En fin, que mientras queden políticos, analistas y votantes que no estén dispuestos a sacrificar la vergüenza porque reconocen su relación con el orgullo, con la sensación impagable de sentirse  orgullosos de sí mismos, y esa sensación no la quieren sacrificar, aún podemos dejar que vuele la esperanza.  Pero, ¿conseguirán los políticos y los medios sinvergüenzas que un día desaparezca la vergüenza como freno moral, que se transforme en una antigualla que sólo afecte a los nostálgicos pusilánimes que aún consideran a la honestidad como una  de las cualidades que distinguen a los seres humanos de las bestias? Dependerá, claro, del número de seres humanos que no se dejen bestializar.     

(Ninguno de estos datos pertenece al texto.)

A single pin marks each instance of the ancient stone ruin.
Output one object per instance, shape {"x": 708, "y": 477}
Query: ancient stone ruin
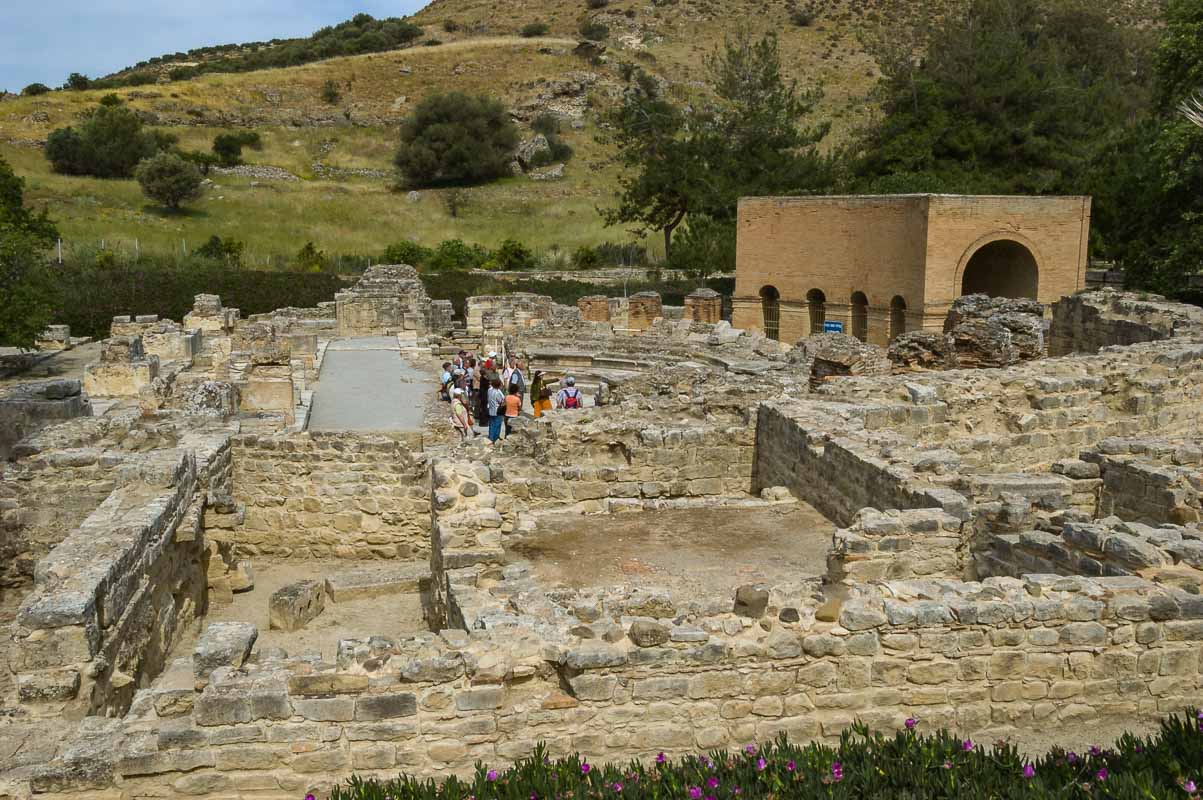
{"x": 734, "y": 538}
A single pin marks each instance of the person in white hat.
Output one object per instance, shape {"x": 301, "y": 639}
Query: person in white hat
{"x": 461, "y": 420}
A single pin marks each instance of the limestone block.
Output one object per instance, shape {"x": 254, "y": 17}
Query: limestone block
{"x": 294, "y": 605}
{"x": 223, "y": 644}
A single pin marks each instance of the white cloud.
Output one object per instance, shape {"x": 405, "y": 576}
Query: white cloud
{"x": 47, "y": 40}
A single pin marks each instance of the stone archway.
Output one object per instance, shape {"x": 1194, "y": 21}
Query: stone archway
{"x": 770, "y": 307}
{"x": 1001, "y": 268}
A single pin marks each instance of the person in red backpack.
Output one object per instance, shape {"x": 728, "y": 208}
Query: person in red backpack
{"x": 569, "y": 396}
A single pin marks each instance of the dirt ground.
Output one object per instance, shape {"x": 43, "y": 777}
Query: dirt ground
{"x": 66, "y": 363}
{"x": 688, "y": 550}
{"x": 392, "y": 615}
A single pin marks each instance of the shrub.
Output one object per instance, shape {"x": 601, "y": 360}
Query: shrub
{"x": 863, "y": 765}
{"x": 77, "y": 82}
{"x": 593, "y": 30}
{"x": 513, "y": 255}
{"x": 456, "y": 254}
{"x": 406, "y": 252}
{"x": 108, "y": 143}
{"x": 226, "y": 250}
{"x": 456, "y": 138}
{"x": 801, "y": 17}
{"x": 169, "y": 179}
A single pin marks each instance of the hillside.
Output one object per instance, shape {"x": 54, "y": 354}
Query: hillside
{"x": 332, "y": 181}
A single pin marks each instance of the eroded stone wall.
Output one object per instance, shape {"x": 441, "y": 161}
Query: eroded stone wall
{"x": 320, "y": 495}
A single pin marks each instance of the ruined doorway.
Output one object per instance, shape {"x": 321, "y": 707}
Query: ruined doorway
{"x": 816, "y": 302}
{"x": 1002, "y": 268}
{"x": 770, "y": 304}
{"x": 859, "y": 315}
{"x": 898, "y": 316}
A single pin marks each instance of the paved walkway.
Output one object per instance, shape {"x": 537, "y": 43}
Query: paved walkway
{"x": 366, "y": 386}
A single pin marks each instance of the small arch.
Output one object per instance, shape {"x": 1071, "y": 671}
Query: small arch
{"x": 898, "y": 316}
{"x": 1001, "y": 268}
{"x": 816, "y": 301}
{"x": 859, "y": 315}
{"x": 770, "y": 307}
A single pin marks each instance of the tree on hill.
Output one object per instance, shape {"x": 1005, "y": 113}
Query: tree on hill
{"x": 27, "y": 286}
{"x": 169, "y": 179}
{"x": 748, "y": 138}
{"x": 456, "y": 138}
{"x": 107, "y": 144}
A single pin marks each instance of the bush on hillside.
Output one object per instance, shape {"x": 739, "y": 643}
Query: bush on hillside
{"x": 864, "y": 765}
{"x": 457, "y": 254}
{"x": 456, "y": 138}
{"x": 593, "y": 30}
{"x": 406, "y": 252}
{"x": 169, "y": 179}
{"x": 227, "y": 147}
{"x": 108, "y": 143}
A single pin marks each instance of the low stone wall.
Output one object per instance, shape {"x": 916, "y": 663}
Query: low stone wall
{"x": 320, "y": 495}
{"x": 29, "y": 407}
{"x": 111, "y": 600}
{"x": 1154, "y": 481}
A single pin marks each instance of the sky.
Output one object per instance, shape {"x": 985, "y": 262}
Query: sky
{"x": 46, "y": 40}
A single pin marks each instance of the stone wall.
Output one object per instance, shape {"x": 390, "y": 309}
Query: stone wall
{"x": 111, "y": 599}
{"x": 319, "y": 495}
{"x": 29, "y": 407}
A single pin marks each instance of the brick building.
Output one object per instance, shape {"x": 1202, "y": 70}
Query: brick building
{"x": 877, "y": 266}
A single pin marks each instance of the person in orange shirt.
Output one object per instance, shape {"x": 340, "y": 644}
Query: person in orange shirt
{"x": 513, "y": 407}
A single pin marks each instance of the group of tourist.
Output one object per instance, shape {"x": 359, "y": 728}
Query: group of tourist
{"x": 490, "y": 392}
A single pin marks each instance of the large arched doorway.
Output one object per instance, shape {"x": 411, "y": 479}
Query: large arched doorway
{"x": 898, "y": 316}
{"x": 859, "y": 315}
{"x": 1002, "y": 268}
{"x": 816, "y": 301}
{"x": 770, "y": 304}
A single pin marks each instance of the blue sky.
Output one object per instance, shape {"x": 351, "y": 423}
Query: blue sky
{"x": 46, "y": 40}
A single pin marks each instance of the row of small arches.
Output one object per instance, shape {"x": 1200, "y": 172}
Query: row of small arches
{"x": 816, "y": 303}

Publicado por MARIA MIR-ROCAFORT - WEB

Bloguera. Columnista

2 comentarios sobre “La desaparición de la vergüenza

  1. Artículo en el que María Mir-Rocafort, explica a la perfección una sentencia de Albert Einstein:
    Hay dos cosas infinitas, el Universo y la estupidez humana, y de lo primero no estoy seguro.
    Dicho lo cual no tengo nada que añadir a lo que dice María, lo suscribo de la base a la cruz.
    Malos tiempos para la lírica y para los que no hemos sido reconvertidos en sinvergüenzas.